The Fiji Intelligence Services (FIS) is a former intelligence agency of the Republic of the Fiji Islands. Its official purpose is "to handle national security matters".

It was established in 1988 by the government of Sitiveni Rabuka, which had come to power in a military coup in 1987. Describing it ten years later, Rabuka said: "We had to set up an intelligence unit that would incorporate both criminal and military intelligence, and in fact they recruited from both the police and the army for the Fiji Intelligence Services". The FIS was abolished in 1999 by Prime Minister Mahendra Chaudhry's government, and due to be revived in 2008 by the government of Commodore Voreqe Bainimarama, which had seized power in the 2006 military coup. The Bainimarama government announced that the FIS was being reestablished so as to "ensure a safe and secured Fiji from increasing terrorism threats", citing "the events of 9/11 in 2001 in the United States and recently in Bali", and more generally "rising terrorism worldwide".

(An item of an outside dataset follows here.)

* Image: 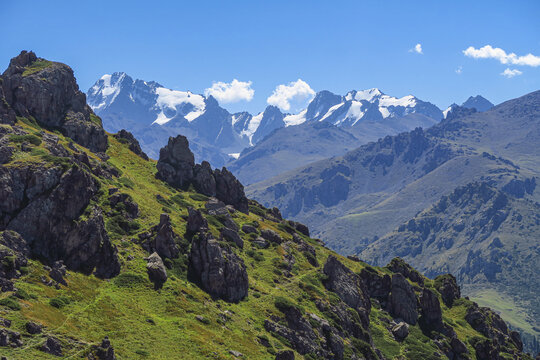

Rabuka criticised the revival of the FIS in 2008, describing it as unnecessary, and hypothesised that its intended purpose was "perhaps keeping an eye out on what Australia and New Zealand are doing". Ousted Opposition leader Mick Beddoes was highly critical, stating that the FIS' revival might lead Fiji towards being a "police state". He expressed the view that it would "invade people's privacy and intrude on innocent people in the name of intelligence gathering", and that the funds put into a "spy network" would best be used on "heath, housing, water supply and road maintenance".

By early 2010, the FIS had not yet been revived, and the Bainimarama government announced it would create a National Intelligence Agency to replace it. This new Agency would have "similar functions" to the FIS. It would protect Fiji's borders and "protect Fiji against the increasing global threat of terrorism". The Minister of Defence, Ratu Epeli Ganilau, however, added in May 2010 that the NIA would not be a "spy organisation", and that it would be "totally different" from the FIS: It would merely "strengthen the assessment and national security capability and co-ordination of the Ministry of Defence as the ministry responsible to (sic) the national security".

The FIS' director during the 1990s was Metuisela Mua, who was later convicted and jailed for his participation in the 2000 coup.